HW7(Due2.25.15)

Q1) Logit model to predict dative type with only intercept

library(languageR)
names(dative)

##  [1] "Speaker"                "Modality"              
##  [3] "Verb"                   "SemanticClass"         
##  [5] "LengthOfRecipient"      "AnimacyOfRec"          
##  [7] "DefinOfRec"             "PronomOfRec"           
##  [9] "LengthOfTheme"          "AnimacyOfTheme"        
## [11] "DefinOfTheme"           "PronomOfTheme"         
## [13] "RealizationOfRecipient" "AccessOfRec"           
## [15] "AccessOfTheme"

levels(dative$RealizationOfRecipient)

## [1] "NP" "PP"

xtabs(~ PronomOfRec + RealizationOfRecipient,
      dative)

##                RealizationOfRecipient
## PronomOfRec       NP   PP
##   nonpronominal  600  629
##   pronominal    1814  220

#Set our response variable to PP recipient (I know R has
#a default assignment, but just wanted to)
DV = ifelse(dative$RealizationOfRecipient=="PP", 1,0)

#Intercept only model
m.intercept=glm(DV ~ 1, family=binomial, data=dative)

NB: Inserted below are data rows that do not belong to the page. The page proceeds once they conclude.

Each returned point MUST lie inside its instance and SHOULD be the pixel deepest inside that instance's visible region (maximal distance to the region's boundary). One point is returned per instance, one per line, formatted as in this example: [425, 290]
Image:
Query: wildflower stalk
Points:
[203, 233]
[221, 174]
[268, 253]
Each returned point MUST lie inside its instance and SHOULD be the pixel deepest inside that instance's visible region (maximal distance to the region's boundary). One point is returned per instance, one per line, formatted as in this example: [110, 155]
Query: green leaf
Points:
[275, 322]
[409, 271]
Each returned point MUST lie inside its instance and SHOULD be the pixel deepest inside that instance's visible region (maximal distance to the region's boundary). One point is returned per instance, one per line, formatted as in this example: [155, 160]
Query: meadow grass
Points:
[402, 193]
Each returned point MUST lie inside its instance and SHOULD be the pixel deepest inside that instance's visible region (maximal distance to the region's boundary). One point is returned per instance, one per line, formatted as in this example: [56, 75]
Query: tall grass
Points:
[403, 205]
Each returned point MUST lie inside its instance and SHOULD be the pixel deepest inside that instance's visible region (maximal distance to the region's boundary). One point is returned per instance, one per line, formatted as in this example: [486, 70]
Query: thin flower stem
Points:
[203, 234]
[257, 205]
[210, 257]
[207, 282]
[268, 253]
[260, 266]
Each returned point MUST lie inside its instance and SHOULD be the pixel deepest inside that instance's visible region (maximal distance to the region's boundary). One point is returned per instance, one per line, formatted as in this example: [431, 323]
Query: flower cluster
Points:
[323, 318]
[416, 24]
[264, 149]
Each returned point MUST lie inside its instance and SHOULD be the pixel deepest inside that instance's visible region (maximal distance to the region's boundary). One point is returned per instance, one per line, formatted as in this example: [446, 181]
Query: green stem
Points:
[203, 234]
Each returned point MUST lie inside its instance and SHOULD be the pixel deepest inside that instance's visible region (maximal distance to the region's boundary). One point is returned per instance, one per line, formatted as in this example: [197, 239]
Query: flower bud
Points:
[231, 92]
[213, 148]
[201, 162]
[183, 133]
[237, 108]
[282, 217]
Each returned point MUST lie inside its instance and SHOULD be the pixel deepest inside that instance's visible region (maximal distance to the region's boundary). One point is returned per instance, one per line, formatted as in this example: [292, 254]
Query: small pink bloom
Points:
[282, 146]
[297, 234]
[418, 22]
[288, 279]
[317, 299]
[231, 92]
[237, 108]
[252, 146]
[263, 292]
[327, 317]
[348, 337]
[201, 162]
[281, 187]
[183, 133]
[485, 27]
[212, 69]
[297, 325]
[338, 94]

#This is our model's single parameter which corresponds with the proportion of PP Recipients in RealizationOfRecipient vector
intercept=m.intercept$coefficients[1]
summary(m.intercept)

## 
## Call:
## glm(formula = DV ~ 1, family = binomial, data = dative)
## 
## Deviance Residuals: 
##     Min       1Q   Median       3Q      Max  
## -0.7763  -0.7763  -0.7763   1.6409   1.6409  
## 
## Coefficients:
##             Estimate Std. Error z value Pr(>|z|)    
## (Intercept)  -1.0450     0.0399  -26.19   <2e-16 ***
## ---
## Signif. codes:  0 '***' 0.001 '**' 0.01 '*' 0.05 '.' 0.1 ' ' 1
## 
## (Dispersion parameter for binomial family taken to be 1)
## 
##     Null deviance: 3741.1  on 3262  degrees of freedom
## Residual deviance: 3741.1  on 3262  degrees of freedom
## AIC: 3743.1
## 
## Number of Fisher Scoring iterations: 4

#Proportion of PP recipients in RealizationOfRecipeint vector
proportion.pp=(sum(DV)/
                 length(dative$RealizationOfRecipient))
proportion.pp

## [1] 0.26019

#Logit transformation using intercept
e=exp(1) #e
invlogtr = function(m) { (e^m)/(1+e^m) }
f_hat = invlogtr(intercept)
f_hat

## (Intercept) 
##     0.26019

#Comparison function to account for rounding errors (iff 
#abs difference is less than .0000000001)
equality.compare = function(n1, n2) {
  return(abs(n1 - n2) < 10^-10)
}
equality.compare(proportion.pp, f_hat)

## (Intercept) 
##        TRUE

This single coefficient indicates that we would expect a DV value of 0.26019 with an x value of zero. Our p-value in this case is extremely small, indicating that the probability that would observe this value in the case that the H0 was true (the intercept was 0) is extremely unlikely.

Q2)

predictions = predict(m.intercept, type='response')
#Looking at our predictions vector  - all the elements are
#equal to the proportion of PP realizations
baseline.level=0
non.baseline.level=1
threshold= ifelse(predictions > .5, non.baseline.level, baseline.level)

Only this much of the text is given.